冠水した管の中の合唱
方がセンサーを伸ばす。私は安全索を握り、錆びた管を見る。リズムは生物のもの。危険なのは、共鳴が緩ませる金属だった。

当日の観察
外環の浅瀬から旧潮汐観測所へ向けて内側へ進んだ。同日の各地点は徒歩か短距離用の湿地艇で移動できる。
朝 · 沈没交通管
方がセンサーを伸ばしてリズムを読み、私は安全索を握って錆びた管の共鳴を警告した。
昼 · 配管反響井
背中合わせで水面の波紋と管壁の周波数を照合した。

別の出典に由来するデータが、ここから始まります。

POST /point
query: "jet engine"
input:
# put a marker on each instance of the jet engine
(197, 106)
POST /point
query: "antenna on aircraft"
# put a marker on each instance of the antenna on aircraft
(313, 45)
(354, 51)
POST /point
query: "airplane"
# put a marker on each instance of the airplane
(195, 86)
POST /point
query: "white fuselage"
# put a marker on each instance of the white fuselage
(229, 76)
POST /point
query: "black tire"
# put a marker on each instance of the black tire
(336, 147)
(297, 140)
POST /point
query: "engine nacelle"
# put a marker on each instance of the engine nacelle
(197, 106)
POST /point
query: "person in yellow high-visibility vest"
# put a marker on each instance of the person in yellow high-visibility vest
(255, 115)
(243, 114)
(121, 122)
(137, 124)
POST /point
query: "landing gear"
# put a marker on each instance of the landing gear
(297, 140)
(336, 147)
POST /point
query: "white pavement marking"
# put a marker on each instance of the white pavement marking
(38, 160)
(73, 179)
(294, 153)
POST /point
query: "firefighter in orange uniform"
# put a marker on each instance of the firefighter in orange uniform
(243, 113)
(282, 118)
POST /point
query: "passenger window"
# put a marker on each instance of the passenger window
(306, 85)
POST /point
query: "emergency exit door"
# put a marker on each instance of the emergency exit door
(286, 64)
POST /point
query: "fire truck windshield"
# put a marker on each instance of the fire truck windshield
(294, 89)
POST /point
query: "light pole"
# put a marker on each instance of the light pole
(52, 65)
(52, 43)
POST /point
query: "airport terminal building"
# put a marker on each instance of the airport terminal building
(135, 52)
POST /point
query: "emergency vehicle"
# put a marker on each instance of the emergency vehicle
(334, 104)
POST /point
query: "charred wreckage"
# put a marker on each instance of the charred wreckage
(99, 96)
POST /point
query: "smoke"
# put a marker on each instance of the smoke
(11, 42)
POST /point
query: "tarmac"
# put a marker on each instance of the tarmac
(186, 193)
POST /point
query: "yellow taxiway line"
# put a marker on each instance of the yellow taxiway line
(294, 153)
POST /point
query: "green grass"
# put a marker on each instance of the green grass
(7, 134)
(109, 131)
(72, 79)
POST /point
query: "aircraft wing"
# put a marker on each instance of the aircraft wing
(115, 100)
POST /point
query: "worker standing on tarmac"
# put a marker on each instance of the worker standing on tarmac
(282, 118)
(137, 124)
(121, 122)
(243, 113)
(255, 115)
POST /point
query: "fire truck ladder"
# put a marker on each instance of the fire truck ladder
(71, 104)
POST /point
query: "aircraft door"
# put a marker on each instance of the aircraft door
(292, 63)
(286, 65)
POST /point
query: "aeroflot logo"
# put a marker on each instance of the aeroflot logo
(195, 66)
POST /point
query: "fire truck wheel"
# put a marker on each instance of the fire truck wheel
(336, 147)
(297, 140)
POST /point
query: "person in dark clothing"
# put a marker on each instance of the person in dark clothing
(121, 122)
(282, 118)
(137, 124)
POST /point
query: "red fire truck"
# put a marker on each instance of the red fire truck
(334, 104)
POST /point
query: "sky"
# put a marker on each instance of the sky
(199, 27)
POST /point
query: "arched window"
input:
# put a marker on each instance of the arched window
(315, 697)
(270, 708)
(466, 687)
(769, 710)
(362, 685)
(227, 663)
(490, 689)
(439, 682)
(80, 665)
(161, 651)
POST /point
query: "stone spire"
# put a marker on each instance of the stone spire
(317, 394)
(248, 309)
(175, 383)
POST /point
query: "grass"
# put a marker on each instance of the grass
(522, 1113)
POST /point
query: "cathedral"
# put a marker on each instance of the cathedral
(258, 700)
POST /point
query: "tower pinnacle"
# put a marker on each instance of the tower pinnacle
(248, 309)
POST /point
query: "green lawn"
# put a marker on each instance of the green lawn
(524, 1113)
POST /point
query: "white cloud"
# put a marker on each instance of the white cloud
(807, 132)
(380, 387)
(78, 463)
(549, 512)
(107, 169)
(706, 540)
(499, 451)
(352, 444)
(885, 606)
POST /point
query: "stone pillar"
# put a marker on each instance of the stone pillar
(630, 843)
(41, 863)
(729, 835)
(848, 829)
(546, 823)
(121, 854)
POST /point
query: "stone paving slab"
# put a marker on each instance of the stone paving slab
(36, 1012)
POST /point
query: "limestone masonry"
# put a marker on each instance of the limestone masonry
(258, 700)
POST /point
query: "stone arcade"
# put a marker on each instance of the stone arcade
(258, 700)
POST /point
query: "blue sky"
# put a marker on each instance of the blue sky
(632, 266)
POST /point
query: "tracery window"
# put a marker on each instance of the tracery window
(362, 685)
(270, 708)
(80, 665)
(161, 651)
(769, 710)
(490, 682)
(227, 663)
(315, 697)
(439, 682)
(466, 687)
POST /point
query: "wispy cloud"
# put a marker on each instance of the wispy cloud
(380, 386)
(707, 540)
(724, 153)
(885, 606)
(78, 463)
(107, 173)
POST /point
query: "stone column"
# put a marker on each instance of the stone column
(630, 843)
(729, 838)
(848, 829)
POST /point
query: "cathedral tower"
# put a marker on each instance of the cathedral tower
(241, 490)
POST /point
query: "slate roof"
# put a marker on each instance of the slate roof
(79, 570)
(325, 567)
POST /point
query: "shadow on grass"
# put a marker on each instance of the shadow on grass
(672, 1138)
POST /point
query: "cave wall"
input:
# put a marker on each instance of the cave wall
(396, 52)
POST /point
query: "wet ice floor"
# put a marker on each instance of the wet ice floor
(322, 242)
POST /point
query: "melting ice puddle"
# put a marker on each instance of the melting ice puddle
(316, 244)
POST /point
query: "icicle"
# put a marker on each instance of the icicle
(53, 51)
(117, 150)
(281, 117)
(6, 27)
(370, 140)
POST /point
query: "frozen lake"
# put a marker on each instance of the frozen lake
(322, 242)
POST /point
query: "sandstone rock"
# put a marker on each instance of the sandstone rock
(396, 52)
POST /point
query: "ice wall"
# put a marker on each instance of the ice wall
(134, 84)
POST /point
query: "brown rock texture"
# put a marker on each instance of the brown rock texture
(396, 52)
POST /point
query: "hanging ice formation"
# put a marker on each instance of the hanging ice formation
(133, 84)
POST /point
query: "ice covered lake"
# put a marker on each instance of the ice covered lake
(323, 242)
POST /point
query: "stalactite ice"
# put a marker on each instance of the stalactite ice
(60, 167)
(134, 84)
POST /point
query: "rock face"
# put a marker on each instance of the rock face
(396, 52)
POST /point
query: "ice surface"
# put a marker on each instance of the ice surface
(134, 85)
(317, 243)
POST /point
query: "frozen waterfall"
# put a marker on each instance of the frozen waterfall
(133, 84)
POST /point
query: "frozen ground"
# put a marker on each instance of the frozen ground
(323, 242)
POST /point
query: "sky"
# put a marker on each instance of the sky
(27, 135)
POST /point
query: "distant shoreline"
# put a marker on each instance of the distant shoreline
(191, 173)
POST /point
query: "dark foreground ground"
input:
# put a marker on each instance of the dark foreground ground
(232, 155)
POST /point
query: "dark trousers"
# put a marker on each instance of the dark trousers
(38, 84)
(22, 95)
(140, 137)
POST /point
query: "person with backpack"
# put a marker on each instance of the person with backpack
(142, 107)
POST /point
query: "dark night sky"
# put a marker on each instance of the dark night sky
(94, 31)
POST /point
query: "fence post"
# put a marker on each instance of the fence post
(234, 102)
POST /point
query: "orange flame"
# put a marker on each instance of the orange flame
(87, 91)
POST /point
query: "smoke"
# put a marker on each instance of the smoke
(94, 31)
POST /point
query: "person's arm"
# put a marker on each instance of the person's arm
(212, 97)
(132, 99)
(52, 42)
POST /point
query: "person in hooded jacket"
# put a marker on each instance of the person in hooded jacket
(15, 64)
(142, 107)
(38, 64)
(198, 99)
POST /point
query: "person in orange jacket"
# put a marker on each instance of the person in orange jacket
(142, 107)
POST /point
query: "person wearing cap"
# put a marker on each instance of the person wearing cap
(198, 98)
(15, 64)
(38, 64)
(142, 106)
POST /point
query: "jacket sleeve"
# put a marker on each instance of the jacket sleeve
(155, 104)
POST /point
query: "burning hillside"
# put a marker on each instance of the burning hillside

幼生が管の中で光っていた。
夕 · 半水没ホーム
蛙の群れの合唱が満潮を知らせた。私たちは高い場所に座り、水位が下がるまで待った。
棲地の因果
ドームの暖湿排気、海水の流入、旧潮門の圧力放出、水没した金属構造物が低周波の共鳴する湿地を形成する。群れの喉袋は同期して水圧を示し、その共鳴は腐食した金属を緩ませることがある。
種の行動
沈鐘嚢蛙群は水没した構造物に付着する。満潮時には数千匹が鐘形の喉袋を同期して膨らませ、水圧を示す。幼生は冠水した管内でかすかに光る。